There was a tall woman waiting beside the door across from Hobbes, with pilot's wings on her shoulders. She was sweating, twitching from nerves or intermittent bumps from the gravity ghost. Outside, a slight gunner waited on watch. He was bad too, but Hobbes had asked Bassiritz not to kill him unless it was absolutely necessary. The marine private hoped he wouldn't have to kill anyone.

The last conspirator, another gunnery officer, stood in the room's center, holding a short, wide knife. Bassiritz had never seen a blade of error before. He had hoped he never would. They were bad luck, it was reckoned back in his village. Once you possessed the tool, you'd eventually be called on to do the work, they said at home.

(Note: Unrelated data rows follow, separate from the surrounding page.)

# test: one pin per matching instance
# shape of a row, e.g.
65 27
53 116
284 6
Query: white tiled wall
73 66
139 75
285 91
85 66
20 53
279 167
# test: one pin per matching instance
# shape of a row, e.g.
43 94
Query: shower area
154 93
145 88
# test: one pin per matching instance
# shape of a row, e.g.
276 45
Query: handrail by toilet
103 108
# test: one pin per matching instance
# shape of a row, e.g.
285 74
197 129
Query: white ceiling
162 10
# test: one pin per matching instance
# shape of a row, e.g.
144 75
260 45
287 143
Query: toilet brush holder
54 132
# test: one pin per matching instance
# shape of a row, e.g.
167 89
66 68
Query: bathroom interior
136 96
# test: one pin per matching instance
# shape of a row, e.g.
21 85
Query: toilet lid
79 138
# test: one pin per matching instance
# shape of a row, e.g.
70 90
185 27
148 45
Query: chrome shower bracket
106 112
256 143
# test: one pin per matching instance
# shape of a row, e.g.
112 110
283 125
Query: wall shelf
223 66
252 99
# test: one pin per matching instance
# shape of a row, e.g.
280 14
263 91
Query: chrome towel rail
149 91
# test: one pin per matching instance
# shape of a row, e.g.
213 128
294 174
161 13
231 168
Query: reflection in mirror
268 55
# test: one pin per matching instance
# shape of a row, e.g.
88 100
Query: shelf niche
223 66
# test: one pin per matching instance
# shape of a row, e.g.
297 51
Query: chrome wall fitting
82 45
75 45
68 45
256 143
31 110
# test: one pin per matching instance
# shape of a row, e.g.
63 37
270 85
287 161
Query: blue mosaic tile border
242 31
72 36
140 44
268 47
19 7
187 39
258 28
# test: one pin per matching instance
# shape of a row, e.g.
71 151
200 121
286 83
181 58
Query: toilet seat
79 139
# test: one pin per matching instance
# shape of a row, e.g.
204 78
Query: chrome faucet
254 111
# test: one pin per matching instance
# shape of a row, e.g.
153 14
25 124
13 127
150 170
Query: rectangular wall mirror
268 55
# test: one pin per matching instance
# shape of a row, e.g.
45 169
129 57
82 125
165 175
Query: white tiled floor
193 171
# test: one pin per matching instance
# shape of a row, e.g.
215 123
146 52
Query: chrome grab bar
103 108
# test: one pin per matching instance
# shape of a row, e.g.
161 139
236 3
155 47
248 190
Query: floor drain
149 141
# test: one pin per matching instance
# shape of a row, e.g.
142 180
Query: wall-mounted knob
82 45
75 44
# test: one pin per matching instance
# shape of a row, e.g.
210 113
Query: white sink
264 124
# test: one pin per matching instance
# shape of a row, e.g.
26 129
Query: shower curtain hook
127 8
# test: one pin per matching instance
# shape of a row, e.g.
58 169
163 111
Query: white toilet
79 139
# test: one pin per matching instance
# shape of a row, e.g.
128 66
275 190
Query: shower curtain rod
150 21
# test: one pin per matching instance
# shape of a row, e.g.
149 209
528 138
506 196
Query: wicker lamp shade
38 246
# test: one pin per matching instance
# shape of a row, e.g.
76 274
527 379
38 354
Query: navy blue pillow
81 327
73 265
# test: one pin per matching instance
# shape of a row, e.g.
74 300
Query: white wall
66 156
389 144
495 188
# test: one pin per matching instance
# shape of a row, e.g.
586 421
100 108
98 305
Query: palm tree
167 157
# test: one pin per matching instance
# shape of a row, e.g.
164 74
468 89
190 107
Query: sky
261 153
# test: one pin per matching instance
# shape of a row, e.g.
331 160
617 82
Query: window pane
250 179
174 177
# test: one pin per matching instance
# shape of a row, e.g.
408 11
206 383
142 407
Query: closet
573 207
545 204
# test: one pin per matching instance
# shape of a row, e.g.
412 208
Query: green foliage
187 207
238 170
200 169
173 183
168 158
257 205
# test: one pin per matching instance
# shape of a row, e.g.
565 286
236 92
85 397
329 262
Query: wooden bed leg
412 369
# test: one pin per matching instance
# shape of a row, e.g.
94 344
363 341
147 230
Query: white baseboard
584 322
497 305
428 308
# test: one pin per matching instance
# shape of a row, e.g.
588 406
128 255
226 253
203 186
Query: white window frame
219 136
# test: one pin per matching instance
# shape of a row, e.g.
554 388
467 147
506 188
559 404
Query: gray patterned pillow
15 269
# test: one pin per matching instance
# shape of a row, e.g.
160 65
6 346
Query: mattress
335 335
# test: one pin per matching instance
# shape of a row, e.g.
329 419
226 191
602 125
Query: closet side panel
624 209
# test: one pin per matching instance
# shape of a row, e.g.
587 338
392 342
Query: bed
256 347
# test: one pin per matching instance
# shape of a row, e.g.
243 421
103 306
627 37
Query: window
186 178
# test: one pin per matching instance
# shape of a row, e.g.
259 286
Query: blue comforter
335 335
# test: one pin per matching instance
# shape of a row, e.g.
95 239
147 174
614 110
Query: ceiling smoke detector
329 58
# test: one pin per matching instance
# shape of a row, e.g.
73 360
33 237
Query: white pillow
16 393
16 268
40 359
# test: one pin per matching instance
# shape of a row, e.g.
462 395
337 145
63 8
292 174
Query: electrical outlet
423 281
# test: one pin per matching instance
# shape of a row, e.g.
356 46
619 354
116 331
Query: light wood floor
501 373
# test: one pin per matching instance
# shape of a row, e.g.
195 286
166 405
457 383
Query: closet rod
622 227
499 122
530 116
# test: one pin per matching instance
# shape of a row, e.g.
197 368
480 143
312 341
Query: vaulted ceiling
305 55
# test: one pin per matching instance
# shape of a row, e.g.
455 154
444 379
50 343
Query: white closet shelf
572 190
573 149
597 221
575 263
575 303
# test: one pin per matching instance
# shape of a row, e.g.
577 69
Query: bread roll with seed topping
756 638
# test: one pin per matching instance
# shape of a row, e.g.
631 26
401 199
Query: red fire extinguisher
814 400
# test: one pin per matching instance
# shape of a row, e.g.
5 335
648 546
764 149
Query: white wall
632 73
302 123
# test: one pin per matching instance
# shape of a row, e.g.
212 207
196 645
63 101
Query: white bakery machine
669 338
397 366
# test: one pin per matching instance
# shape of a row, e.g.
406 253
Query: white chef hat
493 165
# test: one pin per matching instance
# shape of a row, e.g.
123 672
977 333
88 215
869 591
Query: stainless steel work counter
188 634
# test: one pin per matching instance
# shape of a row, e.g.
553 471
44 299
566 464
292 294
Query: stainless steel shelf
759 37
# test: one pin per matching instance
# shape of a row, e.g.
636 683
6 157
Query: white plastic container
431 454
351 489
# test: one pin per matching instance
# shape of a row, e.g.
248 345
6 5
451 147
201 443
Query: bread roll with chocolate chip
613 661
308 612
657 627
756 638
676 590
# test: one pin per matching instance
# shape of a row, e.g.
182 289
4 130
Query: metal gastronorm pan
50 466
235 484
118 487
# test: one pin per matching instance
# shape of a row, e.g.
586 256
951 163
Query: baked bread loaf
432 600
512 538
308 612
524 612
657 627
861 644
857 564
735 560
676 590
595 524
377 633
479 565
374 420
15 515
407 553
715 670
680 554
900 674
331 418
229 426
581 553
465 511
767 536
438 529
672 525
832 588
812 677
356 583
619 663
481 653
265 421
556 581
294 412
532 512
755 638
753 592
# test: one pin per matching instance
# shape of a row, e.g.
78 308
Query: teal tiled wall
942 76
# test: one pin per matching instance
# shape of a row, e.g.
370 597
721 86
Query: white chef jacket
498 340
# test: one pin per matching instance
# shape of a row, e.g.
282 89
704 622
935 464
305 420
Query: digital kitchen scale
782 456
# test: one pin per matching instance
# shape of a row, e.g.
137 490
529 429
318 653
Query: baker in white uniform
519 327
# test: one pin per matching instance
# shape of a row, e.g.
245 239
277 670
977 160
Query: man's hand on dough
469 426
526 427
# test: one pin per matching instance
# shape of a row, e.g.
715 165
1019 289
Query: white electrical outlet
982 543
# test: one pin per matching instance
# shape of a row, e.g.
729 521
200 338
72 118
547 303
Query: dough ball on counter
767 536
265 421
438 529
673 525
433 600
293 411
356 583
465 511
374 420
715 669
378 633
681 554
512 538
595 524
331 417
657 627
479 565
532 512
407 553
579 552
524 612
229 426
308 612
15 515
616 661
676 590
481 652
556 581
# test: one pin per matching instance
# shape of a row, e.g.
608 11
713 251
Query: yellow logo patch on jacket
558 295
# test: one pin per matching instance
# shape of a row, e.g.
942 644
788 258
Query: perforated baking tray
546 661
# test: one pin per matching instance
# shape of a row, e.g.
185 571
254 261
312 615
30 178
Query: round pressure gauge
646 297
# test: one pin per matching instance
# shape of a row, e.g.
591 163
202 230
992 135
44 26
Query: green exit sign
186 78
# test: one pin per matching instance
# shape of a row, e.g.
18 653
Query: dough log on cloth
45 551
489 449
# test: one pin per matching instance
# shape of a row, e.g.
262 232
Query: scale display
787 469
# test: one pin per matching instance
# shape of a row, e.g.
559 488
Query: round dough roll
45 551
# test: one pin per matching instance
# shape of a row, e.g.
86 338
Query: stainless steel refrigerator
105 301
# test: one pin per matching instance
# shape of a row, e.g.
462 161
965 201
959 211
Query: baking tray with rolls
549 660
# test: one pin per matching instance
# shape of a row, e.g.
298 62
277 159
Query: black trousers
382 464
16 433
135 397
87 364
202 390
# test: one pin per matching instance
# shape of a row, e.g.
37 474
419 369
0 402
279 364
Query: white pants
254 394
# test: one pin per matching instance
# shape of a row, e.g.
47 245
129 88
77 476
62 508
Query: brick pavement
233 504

When Bassiritz was done with this operation, he was going to use up his payment of privilege chits and take a long, hot shower.

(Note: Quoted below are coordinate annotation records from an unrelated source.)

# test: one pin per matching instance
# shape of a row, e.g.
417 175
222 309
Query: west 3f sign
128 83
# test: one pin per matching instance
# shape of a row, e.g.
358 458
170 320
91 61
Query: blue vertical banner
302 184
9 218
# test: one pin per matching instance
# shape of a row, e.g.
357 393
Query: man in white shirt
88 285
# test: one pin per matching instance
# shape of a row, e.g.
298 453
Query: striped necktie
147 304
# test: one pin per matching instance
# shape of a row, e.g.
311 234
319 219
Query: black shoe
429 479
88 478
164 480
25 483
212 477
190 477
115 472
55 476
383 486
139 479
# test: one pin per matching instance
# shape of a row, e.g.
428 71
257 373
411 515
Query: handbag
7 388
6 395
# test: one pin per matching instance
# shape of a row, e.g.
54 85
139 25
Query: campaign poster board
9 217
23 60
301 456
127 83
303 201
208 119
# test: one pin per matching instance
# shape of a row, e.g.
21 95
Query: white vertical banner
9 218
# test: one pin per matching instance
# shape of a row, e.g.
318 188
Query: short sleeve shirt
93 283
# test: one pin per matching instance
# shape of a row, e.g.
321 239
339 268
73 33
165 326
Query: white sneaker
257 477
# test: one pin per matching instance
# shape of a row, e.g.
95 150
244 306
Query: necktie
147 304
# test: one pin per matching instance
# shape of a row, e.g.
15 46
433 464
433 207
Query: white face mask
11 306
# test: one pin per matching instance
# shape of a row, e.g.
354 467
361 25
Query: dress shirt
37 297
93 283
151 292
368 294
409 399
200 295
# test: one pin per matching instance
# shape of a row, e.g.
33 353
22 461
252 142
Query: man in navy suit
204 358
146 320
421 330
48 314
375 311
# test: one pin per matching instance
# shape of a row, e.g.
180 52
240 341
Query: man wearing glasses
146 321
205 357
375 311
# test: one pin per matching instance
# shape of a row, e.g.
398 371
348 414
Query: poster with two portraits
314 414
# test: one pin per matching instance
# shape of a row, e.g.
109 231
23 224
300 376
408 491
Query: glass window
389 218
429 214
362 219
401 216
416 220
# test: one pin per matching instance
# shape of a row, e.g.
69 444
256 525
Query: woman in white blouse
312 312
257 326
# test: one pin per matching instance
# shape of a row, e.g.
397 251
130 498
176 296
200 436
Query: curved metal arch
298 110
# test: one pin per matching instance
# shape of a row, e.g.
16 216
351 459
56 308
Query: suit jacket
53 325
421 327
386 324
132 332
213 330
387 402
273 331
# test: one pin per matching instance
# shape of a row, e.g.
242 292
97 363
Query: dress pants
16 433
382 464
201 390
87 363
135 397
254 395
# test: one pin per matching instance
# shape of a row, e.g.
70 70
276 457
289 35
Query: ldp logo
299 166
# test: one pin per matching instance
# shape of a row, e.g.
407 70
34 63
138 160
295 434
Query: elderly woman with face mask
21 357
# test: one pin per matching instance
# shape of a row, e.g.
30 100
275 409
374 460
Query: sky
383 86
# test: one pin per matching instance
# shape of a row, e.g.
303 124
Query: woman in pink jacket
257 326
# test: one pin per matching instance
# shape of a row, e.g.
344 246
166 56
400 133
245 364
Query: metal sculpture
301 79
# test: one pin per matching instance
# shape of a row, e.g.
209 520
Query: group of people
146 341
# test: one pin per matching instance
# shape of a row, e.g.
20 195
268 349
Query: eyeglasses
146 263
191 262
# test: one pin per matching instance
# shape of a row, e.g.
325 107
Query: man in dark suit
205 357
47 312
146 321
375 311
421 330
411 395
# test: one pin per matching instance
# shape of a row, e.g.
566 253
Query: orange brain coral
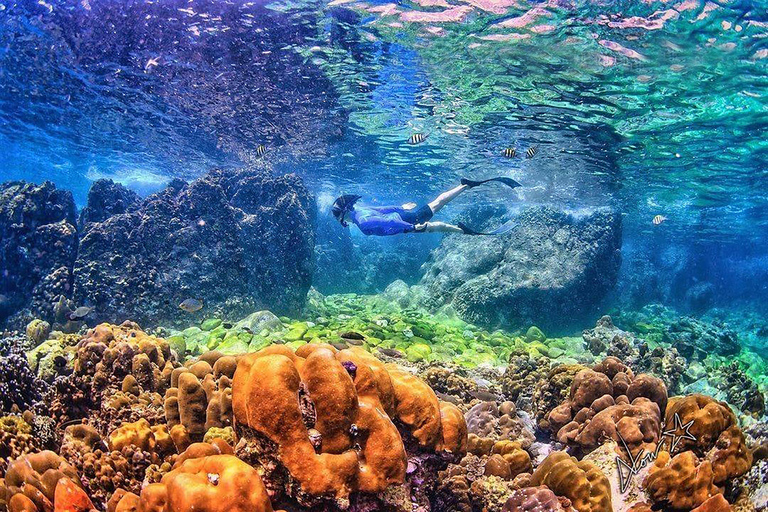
682 482
327 416
217 483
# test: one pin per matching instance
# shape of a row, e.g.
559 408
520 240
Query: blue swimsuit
389 220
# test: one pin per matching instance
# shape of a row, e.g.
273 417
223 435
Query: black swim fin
498 231
501 179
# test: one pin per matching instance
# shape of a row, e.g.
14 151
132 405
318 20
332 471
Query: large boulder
235 240
105 199
38 245
551 269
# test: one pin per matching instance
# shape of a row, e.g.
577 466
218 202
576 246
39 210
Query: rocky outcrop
235 240
38 245
105 199
552 268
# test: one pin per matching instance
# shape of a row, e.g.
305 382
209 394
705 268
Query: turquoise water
653 108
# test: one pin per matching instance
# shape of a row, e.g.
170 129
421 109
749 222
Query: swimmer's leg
446 197
438 227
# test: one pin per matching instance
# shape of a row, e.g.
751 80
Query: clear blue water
650 107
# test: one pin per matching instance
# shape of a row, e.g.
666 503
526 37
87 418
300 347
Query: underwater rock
38 246
551 270
105 199
235 240
695 339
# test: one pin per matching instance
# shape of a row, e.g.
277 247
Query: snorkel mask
344 205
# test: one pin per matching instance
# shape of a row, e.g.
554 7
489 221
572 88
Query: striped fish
509 152
417 138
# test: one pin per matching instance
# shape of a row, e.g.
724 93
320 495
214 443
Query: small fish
417 138
447 398
191 305
79 313
485 396
70 497
391 352
151 63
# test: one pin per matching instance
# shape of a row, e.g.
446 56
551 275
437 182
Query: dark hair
342 205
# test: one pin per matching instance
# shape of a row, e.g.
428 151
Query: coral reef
610 402
38 246
314 420
318 403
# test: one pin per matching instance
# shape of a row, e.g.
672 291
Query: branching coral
30 482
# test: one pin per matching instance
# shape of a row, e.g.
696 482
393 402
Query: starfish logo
637 462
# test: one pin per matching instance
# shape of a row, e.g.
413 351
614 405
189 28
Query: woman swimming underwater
392 220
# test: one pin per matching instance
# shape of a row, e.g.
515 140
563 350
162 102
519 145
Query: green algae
421 335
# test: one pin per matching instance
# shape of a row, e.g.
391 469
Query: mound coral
16 439
491 422
200 396
682 482
717 435
215 483
30 482
536 499
583 483
323 422
119 371
609 402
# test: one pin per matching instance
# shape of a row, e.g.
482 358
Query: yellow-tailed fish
417 138
191 305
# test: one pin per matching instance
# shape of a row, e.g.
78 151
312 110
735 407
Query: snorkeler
392 220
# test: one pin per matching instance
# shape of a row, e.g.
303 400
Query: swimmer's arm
386 209
374 225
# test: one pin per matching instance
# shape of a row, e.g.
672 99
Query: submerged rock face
38 245
235 240
552 268
105 199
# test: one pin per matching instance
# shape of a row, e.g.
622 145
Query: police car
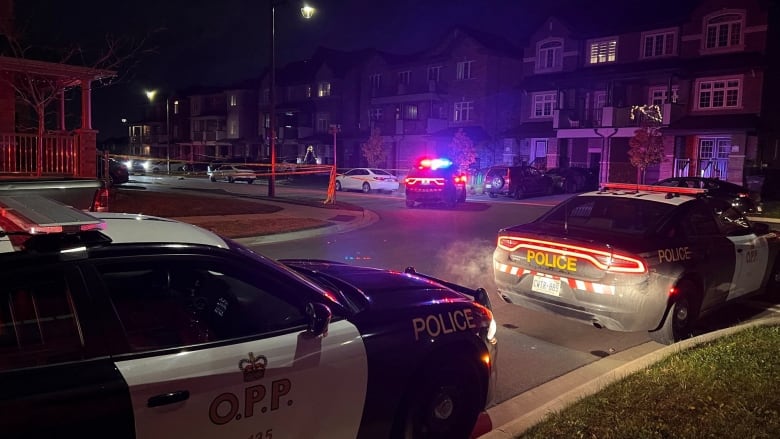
122 326
435 181
636 258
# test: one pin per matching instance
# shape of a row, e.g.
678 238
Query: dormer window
724 32
549 57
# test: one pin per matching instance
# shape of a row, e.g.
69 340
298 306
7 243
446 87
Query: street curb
360 219
520 424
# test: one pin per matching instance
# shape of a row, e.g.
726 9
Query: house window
434 73
603 51
464 70
405 77
659 95
463 111
724 32
323 122
375 114
375 80
410 111
549 57
323 89
718 93
659 44
543 104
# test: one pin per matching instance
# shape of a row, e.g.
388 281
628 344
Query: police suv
123 326
637 258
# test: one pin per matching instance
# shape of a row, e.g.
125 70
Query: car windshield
613 215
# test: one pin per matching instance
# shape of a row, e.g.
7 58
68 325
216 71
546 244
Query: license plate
546 285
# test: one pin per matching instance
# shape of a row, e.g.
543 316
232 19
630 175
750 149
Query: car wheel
679 319
443 404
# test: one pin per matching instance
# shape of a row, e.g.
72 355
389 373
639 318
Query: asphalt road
457 245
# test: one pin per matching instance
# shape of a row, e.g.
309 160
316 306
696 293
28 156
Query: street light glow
307 11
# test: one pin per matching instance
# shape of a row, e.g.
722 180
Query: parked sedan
739 196
366 180
232 173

There were two quick raps on the door. Hobbes had explained to him that this was the signal that everything was going right. The captain was approaching alone. Bassiritz shook his head involuntarily—none of this was
right.
But he was pretending to be a conspirator, so he smiled, wringing the old rag he held in one hand.

The smile felt wrong on his face. He didn't like this one bit.

ExO Hobbes stole a look at him. She winked one lovely green eye—a sign, but one that meant nothing really. Just a reminder that he was here under orders.

"Stay cool and everything will go fine," she had said to him an hour ago. "That's what a wink will mean."

Nothing was fine, though.

The door opened. The captain entered.

The four of them leapt into action. Hobbes and the pilot grabbed Captain Zai (striking the
captain
—an Error of Blood right there) and propelled him forward. Bassiritz's quick eyes could see Hobbes slip something into Zai's hand, but he knew from long experience that the subtle motion had been too quick for normal people to see. As the captain fell toward him, Bassiritz's reflexes took over and he forgot the gross impropriety of his actions. He pushed the rag into Captain Zai's mouth with his left hand, stifling the cry that uttered from it. Bassiritz felt the captain's roar of anger vibrate his hand, but the marine was already focused on his real task here. The big gunnery officer was jumping forward, his blade of error leveled at the captain's stomach.